Principle:Helicone Helicone Endpoint Pricing Configuration
| Knowledge Sources | |
|---|---|
| Domains | Model Registry, Pricing, LLM Gateway |
| Last Updated | 2026-02-14 00:00 GMT |
Overview
Endpoint pricing configuration is a structured declaration that binds a model to a specific provider, defining per-token pricing tiers, cache cost multipliers, regional deployment endpoints, supported parameters, and operational flags for that particular model-provider combination.
Description
A single LLM model (e.g., Claude Opus 4) can be served by multiple providers (Anthropic direct, AWS Bedrock, Google Vertex, OpenRouter), each with different pricing, regional deployments, supported parameters, and operational characteristics. The Endpoint Pricing Configuration principle provides a typed structure for capturing all of these per-model-per-provider details in a single, self-contained declaration.
Each configuration specifies the provider's model ID string (which often differs from the canonical model name), the pricing tiers (with threshold-based tiered rates for input and output tokens), optional cache cost multipliers (for prompt caching features), the context length and maximum completion tokens for that specific deployment, which API parameters are supported, and a map of endpoint deployments (regions or wildcard entries).
The pricing model supports tiered pricing via an array of ModelPricing objects ordered by threshold. This allows representing volume-based pricing where the per-token rate changes after certain usage thresholds.

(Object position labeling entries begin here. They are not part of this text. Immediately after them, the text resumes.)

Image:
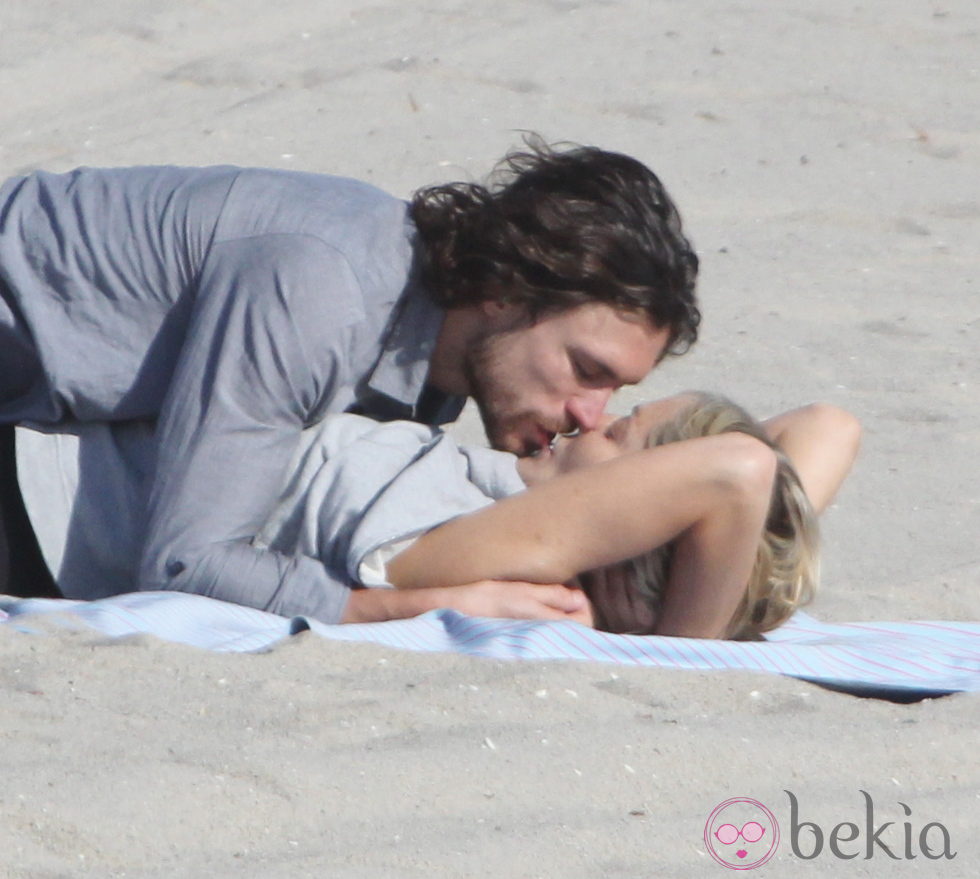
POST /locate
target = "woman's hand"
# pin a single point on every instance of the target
(487, 598)
(519, 600)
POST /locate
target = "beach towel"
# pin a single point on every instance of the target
(897, 660)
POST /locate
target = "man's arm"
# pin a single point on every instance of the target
(265, 347)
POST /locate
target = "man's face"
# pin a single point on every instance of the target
(532, 381)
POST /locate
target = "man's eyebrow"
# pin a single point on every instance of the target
(597, 367)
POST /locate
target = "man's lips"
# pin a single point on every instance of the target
(539, 443)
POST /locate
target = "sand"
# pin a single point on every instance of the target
(825, 157)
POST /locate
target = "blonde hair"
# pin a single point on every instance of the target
(786, 568)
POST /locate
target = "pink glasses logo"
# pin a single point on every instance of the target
(741, 834)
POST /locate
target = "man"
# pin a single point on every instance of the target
(236, 307)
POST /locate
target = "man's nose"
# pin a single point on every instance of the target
(586, 409)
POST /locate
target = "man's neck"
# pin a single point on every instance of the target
(446, 372)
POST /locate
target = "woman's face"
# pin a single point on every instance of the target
(611, 438)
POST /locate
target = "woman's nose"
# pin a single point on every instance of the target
(587, 409)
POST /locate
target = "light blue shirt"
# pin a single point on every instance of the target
(235, 307)
(354, 486)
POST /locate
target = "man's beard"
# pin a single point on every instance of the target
(480, 370)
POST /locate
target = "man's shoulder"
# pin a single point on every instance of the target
(364, 223)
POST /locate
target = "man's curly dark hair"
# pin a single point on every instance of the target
(554, 229)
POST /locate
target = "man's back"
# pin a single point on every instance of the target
(100, 270)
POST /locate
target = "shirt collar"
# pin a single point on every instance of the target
(403, 366)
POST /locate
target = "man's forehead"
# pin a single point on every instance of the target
(626, 350)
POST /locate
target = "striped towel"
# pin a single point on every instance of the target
(904, 661)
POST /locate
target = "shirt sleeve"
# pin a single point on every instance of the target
(264, 352)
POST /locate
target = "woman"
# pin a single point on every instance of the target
(448, 526)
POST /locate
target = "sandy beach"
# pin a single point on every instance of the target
(825, 158)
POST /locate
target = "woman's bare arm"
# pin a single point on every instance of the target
(582, 520)
(822, 441)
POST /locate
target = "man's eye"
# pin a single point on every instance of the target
(585, 373)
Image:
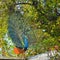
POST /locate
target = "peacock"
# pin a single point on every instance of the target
(21, 34)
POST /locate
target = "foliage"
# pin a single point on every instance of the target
(41, 16)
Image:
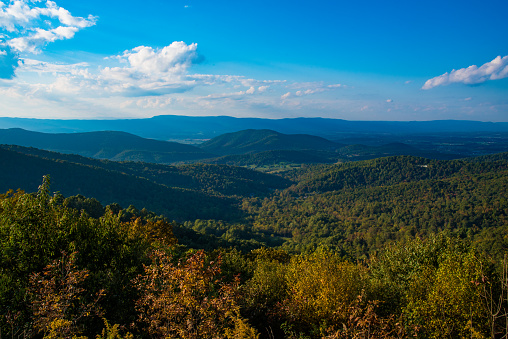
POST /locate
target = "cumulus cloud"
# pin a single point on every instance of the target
(151, 71)
(8, 63)
(494, 70)
(31, 27)
(175, 58)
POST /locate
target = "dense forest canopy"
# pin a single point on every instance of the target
(392, 247)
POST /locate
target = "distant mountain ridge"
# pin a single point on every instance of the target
(253, 141)
(112, 145)
(166, 127)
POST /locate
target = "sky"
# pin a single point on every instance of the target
(352, 60)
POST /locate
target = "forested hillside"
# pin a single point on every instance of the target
(393, 247)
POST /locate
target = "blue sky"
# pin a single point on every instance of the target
(369, 60)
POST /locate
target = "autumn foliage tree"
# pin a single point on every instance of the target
(187, 300)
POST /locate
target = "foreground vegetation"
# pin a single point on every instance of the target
(122, 273)
(394, 247)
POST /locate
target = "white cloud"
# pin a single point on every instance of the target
(285, 96)
(494, 70)
(175, 58)
(24, 21)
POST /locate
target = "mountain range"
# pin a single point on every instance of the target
(168, 127)
(244, 148)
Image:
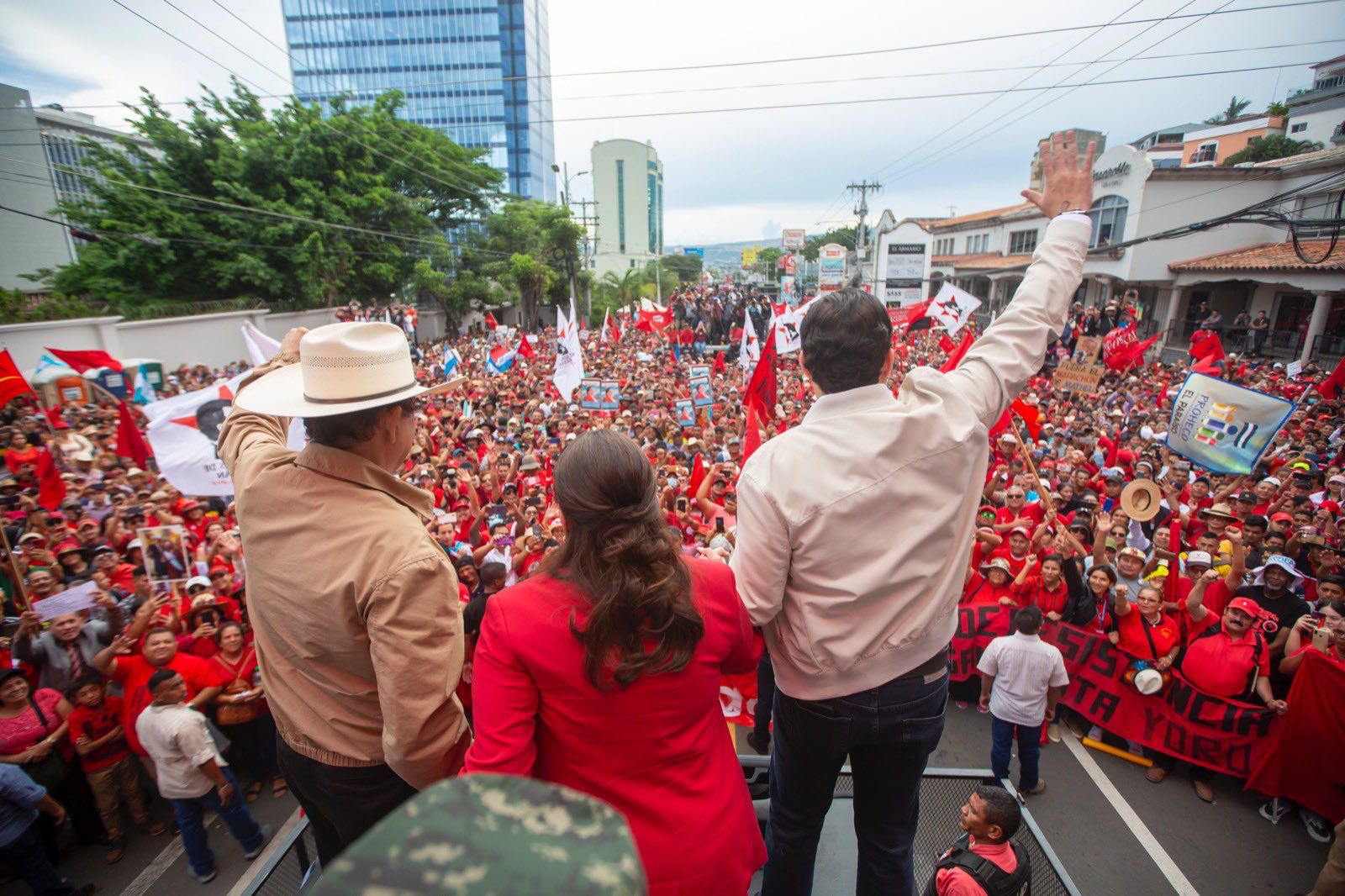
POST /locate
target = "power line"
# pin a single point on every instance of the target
(926, 96)
(810, 58)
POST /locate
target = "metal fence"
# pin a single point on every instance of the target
(942, 795)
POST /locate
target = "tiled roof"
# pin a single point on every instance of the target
(979, 215)
(1269, 256)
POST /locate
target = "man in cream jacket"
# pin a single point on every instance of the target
(853, 535)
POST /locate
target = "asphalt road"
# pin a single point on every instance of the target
(1226, 848)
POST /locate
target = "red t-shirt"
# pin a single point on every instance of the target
(94, 724)
(1221, 665)
(134, 673)
(1133, 640)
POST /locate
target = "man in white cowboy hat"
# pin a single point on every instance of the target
(354, 604)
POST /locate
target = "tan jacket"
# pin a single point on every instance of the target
(356, 609)
(854, 526)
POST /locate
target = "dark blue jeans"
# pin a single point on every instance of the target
(888, 732)
(29, 860)
(1029, 751)
(235, 815)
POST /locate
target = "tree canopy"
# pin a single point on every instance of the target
(356, 168)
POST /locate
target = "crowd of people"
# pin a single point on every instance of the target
(529, 508)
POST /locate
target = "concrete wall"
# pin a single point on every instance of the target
(199, 340)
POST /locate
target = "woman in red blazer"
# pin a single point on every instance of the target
(603, 674)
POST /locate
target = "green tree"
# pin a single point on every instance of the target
(842, 235)
(1230, 114)
(520, 253)
(1273, 147)
(360, 167)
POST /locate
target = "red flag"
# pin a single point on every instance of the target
(958, 354)
(697, 475)
(652, 320)
(751, 434)
(1333, 385)
(762, 387)
(11, 381)
(131, 443)
(1208, 347)
(1295, 766)
(51, 488)
(87, 360)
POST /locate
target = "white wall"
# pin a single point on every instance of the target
(199, 340)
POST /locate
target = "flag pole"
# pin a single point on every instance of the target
(1026, 458)
(13, 566)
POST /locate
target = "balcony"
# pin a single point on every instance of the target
(1204, 156)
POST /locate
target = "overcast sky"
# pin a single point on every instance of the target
(744, 175)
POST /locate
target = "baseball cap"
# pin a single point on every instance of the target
(1199, 559)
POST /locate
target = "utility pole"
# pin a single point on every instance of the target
(862, 210)
(588, 221)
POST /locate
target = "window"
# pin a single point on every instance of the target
(1109, 217)
(1320, 205)
(1205, 152)
(620, 203)
(1022, 241)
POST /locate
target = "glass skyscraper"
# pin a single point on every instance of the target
(477, 71)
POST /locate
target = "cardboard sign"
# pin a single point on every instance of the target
(66, 602)
(1078, 377)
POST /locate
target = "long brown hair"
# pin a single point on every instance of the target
(620, 553)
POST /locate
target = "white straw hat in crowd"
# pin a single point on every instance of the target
(342, 367)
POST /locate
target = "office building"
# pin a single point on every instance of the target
(629, 192)
(475, 71)
(44, 156)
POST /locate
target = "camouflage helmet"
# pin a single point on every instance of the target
(491, 835)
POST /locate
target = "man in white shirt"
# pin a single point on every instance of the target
(1021, 680)
(193, 775)
(849, 530)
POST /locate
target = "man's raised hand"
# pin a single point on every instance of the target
(1067, 183)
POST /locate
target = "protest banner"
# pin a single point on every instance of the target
(978, 625)
(1313, 728)
(1223, 427)
(701, 393)
(1181, 720)
(166, 553)
(591, 396)
(66, 602)
(611, 394)
(685, 414)
(1078, 377)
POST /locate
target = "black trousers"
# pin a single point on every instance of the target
(340, 804)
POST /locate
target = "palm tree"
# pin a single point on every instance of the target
(1230, 114)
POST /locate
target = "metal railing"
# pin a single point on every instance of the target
(289, 868)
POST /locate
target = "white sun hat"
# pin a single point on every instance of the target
(342, 367)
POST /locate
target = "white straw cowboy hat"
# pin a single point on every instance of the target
(342, 367)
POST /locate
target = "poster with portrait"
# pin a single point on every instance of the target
(591, 393)
(166, 553)
(701, 393)
(685, 414)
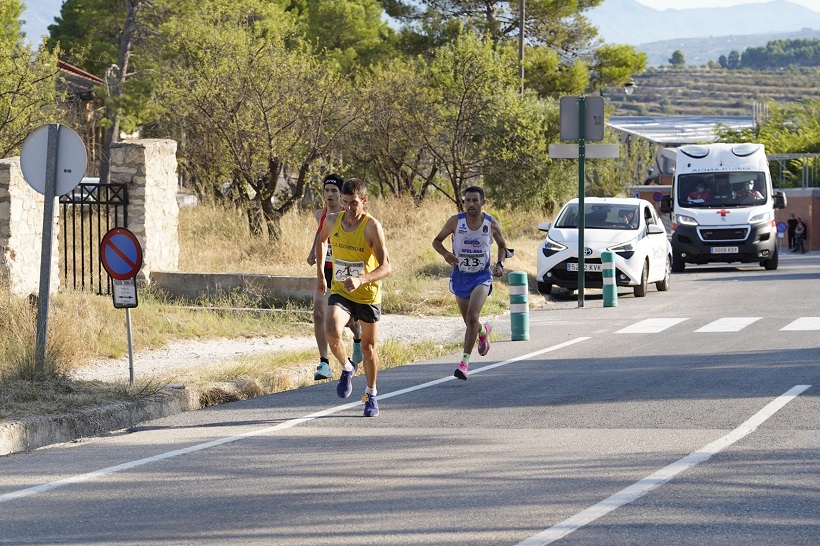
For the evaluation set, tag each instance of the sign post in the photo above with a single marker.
(582, 119)
(53, 162)
(121, 256)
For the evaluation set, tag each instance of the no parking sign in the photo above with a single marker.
(121, 256)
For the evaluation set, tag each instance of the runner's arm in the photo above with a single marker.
(438, 243)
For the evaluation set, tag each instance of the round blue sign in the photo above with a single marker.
(121, 254)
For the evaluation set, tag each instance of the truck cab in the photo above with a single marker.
(722, 206)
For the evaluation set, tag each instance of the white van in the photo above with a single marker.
(722, 206)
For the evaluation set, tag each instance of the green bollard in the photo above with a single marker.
(519, 306)
(608, 271)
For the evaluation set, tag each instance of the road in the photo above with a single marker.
(685, 417)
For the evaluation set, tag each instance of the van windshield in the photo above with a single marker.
(723, 189)
(600, 216)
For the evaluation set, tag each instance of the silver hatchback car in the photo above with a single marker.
(628, 227)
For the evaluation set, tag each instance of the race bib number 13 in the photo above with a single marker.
(471, 263)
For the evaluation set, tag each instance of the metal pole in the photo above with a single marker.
(521, 44)
(130, 347)
(581, 210)
(45, 255)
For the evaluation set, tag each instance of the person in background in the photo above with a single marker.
(800, 236)
(360, 262)
(700, 195)
(747, 190)
(471, 280)
(333, 204)
(792, 221)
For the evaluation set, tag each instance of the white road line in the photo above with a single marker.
(728, 324)
(803, 323)
(281, 426)
(650, 326)
(653, 481)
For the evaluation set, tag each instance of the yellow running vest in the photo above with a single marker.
(353, 258)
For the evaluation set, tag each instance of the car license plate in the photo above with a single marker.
(724, 250)
(587, 267)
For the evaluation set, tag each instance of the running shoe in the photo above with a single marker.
(461, 371)
(345, 386)
(371, 407)
(357, 353)
(484, 341)
(323, 371)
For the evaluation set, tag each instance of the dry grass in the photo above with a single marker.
(214, 239)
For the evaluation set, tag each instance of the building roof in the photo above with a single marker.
(678, 130)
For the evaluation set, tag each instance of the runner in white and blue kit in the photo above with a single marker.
(471, 281)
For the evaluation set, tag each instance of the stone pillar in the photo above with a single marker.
(149, 168)
(21, 233)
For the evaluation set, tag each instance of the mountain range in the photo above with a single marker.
(628, 22)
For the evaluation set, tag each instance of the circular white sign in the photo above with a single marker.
(71, 159)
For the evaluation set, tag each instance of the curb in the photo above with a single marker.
(36, 432)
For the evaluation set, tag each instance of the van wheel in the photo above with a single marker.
(544, 288)
(663, 285)
(771, 263)
(678, 265)
(640, 290)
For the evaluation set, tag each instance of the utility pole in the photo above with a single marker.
(521, 44)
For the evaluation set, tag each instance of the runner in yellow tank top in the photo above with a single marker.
(360, 262)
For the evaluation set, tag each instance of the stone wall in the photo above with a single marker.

Each tier can include specialized pricing for different modalities (image, audio, video, file), cache read/write multipliers, per-request fees, thinking token costs, and web search costs.
The endpoint configuration map (endpointConfigs) allows per-deployment overrides of pricing, context length, and model IDs, which is essential for providers like AWS Bedrock and Google Vertex where different regions may have different pricing or model availability.
Usage
Use this configuration structure when:
- Adding a new model to the gateway for a specific provider
- Defining or updating pricing for a model-provider combination
- Configuring regional deployments with per-region overrides
- Declaring which API parameters a model-provider combination supports
Theoretical Basis
The Endpoint Pricing Configuration follows the Configuration as Data principle: operational parameters that change per model-provider-region are expressed as declarative data structures rather than imperative code. This makes configurations auditable, diffable, and testable.
The tiered pricing array implements a step function: given a usage quantity, the system finds the tier whose threshold the quantity exceeds and applies that tier's rates. This is a common pattern in billing systems:
function getPricingTier(usage, pricingTiers):
applicableTier = pricingTiers[0]
for tier in pricingTiers:
if usage >= tier.threshold:
applicableTier = tier
return applicableTier
The Composite Key pattern ("model-name:provider-name") creates a unique identifier for each model-provider combination, enabling O(1) lookup in the registry. The endpoint configs within each entry add a third dimension ("model:provider:region"), forming a hierarchical key structure.
Cache multipliers follow a Derived Pricing pattern: rather than specifying absolute cache costs, they express cache costs as a fraction of the base input rate (e.g., cachedInput: 0.1 means 10% of the input rate), ensuring cache pricing stays proportional when base rates change.